The activities are designed for students to critically engage with Overcoming Apartheid's unique multimedia materials in order to learn about white supremacy in South Africa and the popular struggle for freedom and equality. The exercises are aimed at high school students, but can be used or easily adapted in undergraduate courses.
Worksheets for analyzing historical documents, interviews, and images found on this site are provided. In the supplemental resources area on the left, teachers can find a list of maps, recommended books for further reading, as well as films, videos, and useful websites.
We are eager to hear from you about what educational activities and resources you find particularly useful and other ways you are using this site with your students. Please use this Feedback Form or send an email message to us at: email@example.com.
- Pillars of Apartheid
The millions of arrests of Africans for pass law violations were only one part of the system to ensure African labor for white-owned businesses while keeping Africans considered “superfluous” out of the cities. Taken together, the pass laws, migrant labor system, Bantustans, and forced removals were key elements of the apartheid system of white privilege, which also created systemic poverty for Africans in rural areas. (Method: Small groups of students use multimedia primary sources to analyze these sytems, followed by class discussion of their combined effects.)
- Bantustans and Natural and Economic Resources
When the South African government stripped all Africans of their citizenship in 1970, it designated ten Bantustans as their “homelands” where they were to exercise political rights.
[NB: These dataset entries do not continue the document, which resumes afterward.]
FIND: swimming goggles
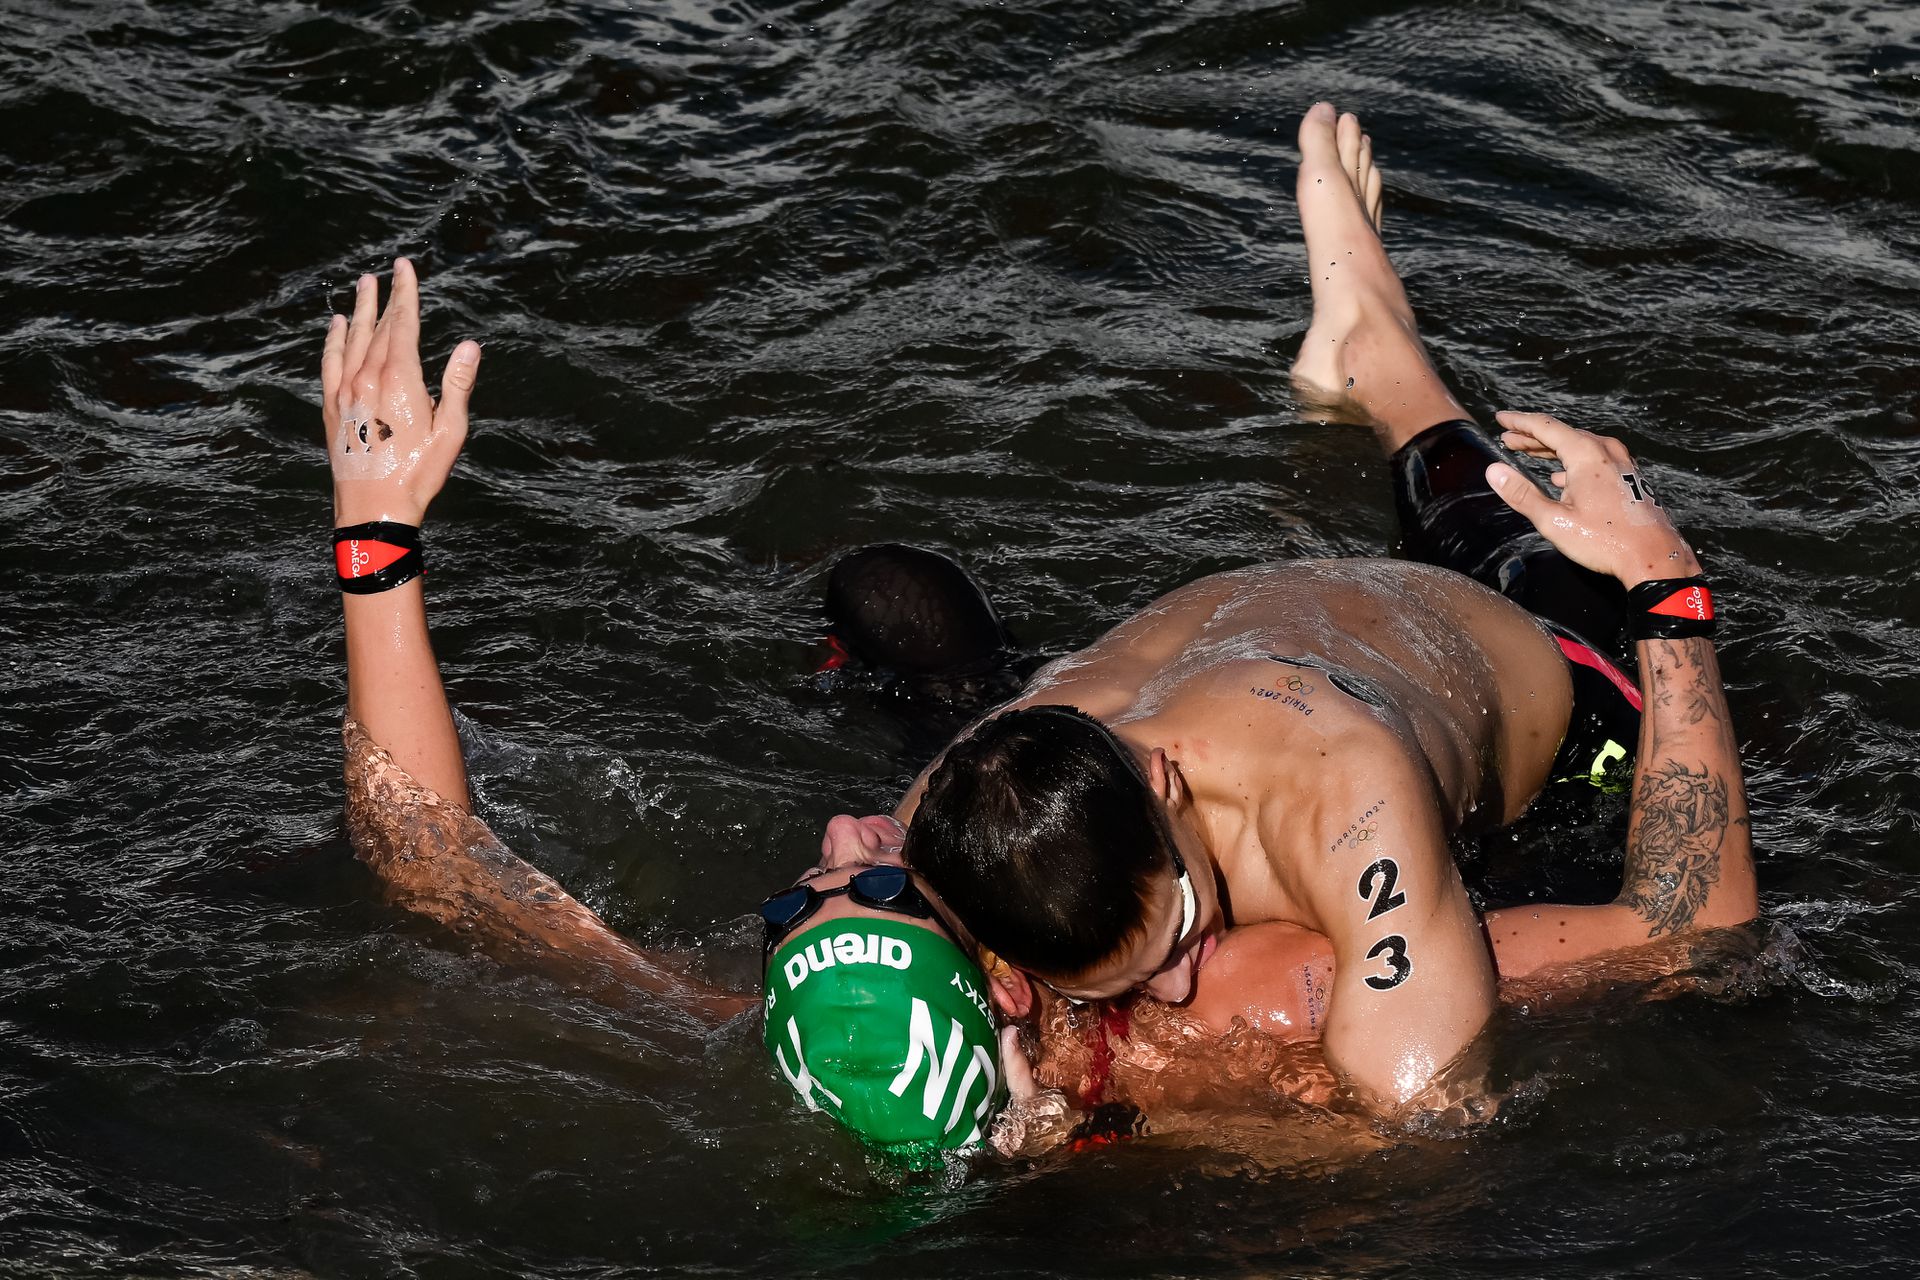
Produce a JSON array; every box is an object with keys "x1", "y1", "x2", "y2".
[{"x1": 759, "y1": 865, "x2": 940, "y2": 960}]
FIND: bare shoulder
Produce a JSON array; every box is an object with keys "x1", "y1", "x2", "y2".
[
  {"x1": 1244, "y1": 715, "x2": 1451, "y2": 927},
  {"x1": 1001, "y1": 558, "x2": 1508, "y2": 716},
  {"x1": 1184, "y1": 921, "x2": 1334, "y2": 1040},
  {"x1": 1151, "y1": 650, "x2": 1429, "y2": 803}
]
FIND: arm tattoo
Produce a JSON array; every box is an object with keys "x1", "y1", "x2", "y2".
[
  {"x1": 1651, "y1": 641, "x2": 1721, "y2": 727},
  {"x1": 1617, "y1": 634, "x2": 1752, "y2": 940},
  {"x1": 1623, "y1": 760, "x2": 1729, "y2": 936}
]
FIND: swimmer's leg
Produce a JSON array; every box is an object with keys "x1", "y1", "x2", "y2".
[
  {"x1": 1289, "y1": 103, "x2": 1469, "y2": 447},
  {"x1": 1289, "y1": 107, "x2": 1638, "y2": 798},
  {"x1": 1289, "y1": 104, "x2": 1630, "y2": 652}
]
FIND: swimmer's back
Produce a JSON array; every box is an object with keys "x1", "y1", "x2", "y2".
[{"x1": 1005, "y1": 560, "x2": 1574, "y2": 826}]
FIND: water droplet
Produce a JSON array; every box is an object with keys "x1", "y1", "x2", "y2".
[{"x1": 1346, "y1": 377, "x2": 1355, "y2": 388}]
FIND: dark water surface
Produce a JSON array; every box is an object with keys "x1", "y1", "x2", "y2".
[{"x1": 4, "y1": 0, "x2": 1919, "y2": 1275}]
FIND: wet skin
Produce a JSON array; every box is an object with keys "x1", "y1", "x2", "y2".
[
  {"x1": 896, "y1": 558, "x2": 1572, "y2": 1105},
  {"x1": 329, "y1": 98, "x2": 1753, "y2": 1134},
  {"x1": 888, "y1": 101, "x2": 1751, "y2": 1111},
  {"x1": 875, "y1": 102, "x2": 1580, "y2": 1106}
]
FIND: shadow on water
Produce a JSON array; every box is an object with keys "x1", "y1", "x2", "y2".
[{"x1": 3, "y1": 0, "x2": 1919, "y2": 1274}]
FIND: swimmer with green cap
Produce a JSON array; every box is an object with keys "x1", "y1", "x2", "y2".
[
  {"x1": 315, "y1": 260, "x2": 1016, "y2": 1157},
  {"x1": 757, "y1": 814, "x2": 1006, "y2": 1152},
  {"x1": 317, "y1": 234, "x2": 1753, "y2": 1165},
  {"x1": 748, "y1": 814, "x2": 1016, "y2": 1154}
]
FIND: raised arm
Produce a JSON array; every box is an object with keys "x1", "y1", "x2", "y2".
[
  {"x1": 324, "y1": 260, "x2": 478, "y2": 807},
  {"x1": 1482, "y1": 412, "x2": 1755, "y2": 975},
  {"x1": 321, "y1": 262, "x2": 750, "y2": 1022}
]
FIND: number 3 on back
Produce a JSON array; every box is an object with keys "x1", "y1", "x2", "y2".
[{"x1": 1364, "y1": 934, "x2": 1412, "y2": 990}]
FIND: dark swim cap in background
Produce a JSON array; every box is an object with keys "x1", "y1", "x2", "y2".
[{"x1": 826, "y1": 544, "x2": 1013, "y2": 677}]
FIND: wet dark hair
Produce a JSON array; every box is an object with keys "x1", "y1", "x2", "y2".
[
  {"x1": 903, "y1": 705, "x2": 1172, "y2": 980},
  {"x1": 825, "y1": 544, "x2": 1012, "y2": 677}
]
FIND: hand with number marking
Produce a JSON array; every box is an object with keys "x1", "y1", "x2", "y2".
[
  {"x1": 1484, "y1": 410, "x2": 1702, "y2": 588},
  {"x1": 321, "y1": 258, "x2": 480, "y2": 528}
]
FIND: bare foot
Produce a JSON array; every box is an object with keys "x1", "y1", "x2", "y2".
[{"x1": 1288, "y1": 103, "x2": 1467, "y2": 450}]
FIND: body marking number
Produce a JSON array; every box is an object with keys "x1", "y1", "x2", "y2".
[
  {"x1": 1363, "y1": 935, "x2": 1412, "y2": 991},
  {"x1": 1357, "y1": 858, "x2": 1407, "y2": 921}
]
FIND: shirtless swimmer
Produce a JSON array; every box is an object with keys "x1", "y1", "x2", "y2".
[{"x1": 902, "y1": 102, "x2": 1756, "y2": 1112}]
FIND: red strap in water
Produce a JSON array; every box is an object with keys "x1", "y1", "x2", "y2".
[
  {"x1": 1067, "y1": 1102, "x2": 1145, "y2": 1153},
  {"x1": 1067, "y1": 1005, "x2": 1143, "y2": 1153},
  {"x1": 816, "y1": 634, "x2": 853, "y2": 672},
  {"x1": 1554, "y1": 635, "x2": 1644, "y2": 713},
  {"x1": 1079, "y1": 1003, "x2": 1132, "y2": 1108}
]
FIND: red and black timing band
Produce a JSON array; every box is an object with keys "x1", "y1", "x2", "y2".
[
  {"x1": 1627, "y1": 575, "x2": 1715, "y2": 641},
  {"x1": 334, "y1": 521, "x2": 423, "y2": 595}
]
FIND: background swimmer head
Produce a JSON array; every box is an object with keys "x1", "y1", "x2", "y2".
[
  {"x1": 818, "y1": 544, "x2": 1032, "y2": 759},
  {"x1": 825, "y1": 545, "x2": 1014, "y2": 678},
  {"x1": 759, "y1": 814, "x2": 1024, "y2": 1157}
]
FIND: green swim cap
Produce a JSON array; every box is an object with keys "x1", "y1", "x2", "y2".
[{"x1": 764, "y1": 917, "x2": 1002, "y2": 1153}]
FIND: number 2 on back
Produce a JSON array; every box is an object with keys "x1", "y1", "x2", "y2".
[{"x1": 1357, "y1": 858, "x2": 1407, "y2": 920}]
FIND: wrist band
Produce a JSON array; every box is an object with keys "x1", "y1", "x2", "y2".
[
  {"x1": 1627, "y1": 575, "x2": 1715, "y2": 641},
  {"x1": 334, "y1": 521, "x2": 423, "y2": 595}
]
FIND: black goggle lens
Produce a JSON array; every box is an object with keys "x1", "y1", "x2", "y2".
[
  {"x1": 759, "y1": 866, "x2": 932, "y2": 958},
  {"x1": 759, "y1": 886, "x2": 814, "y2": 932},
  {"x1": 847, "y1": 864, "x2": 910, "y2": 906}
]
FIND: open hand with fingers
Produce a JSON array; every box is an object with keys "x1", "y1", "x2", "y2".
[
  {"x1": 1485, "y1": 410, "x2": 1703, "y2": 589},
  {"x1": 321, "y1": 258, "x2": 480, "y2": 528}
]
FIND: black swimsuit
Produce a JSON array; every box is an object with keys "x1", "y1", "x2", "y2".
[{"x1": 1391, "y1": 419, "x2": 1642, "y2": 792}]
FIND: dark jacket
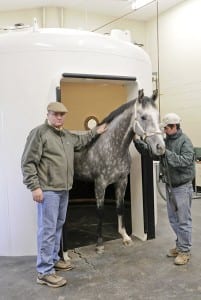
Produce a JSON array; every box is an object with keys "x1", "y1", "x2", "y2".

The Bantustans excluded almost all the country’s wealth. (Method: Use maps to analyze national data about politics and natural and economic resources.)
- Urban Residential Segregation under Apartheid
Segregated urban areas reveal the vastly different life experiences and disparities of wealth across racial lines in South Africa. This segregation, mandated under apartheid, has long-term consequences that still confront the new South Africa. (Method: Analyze photographs of four communities of Johannesburg – both satellite images and close-up pictures of houses and commercial establishments.)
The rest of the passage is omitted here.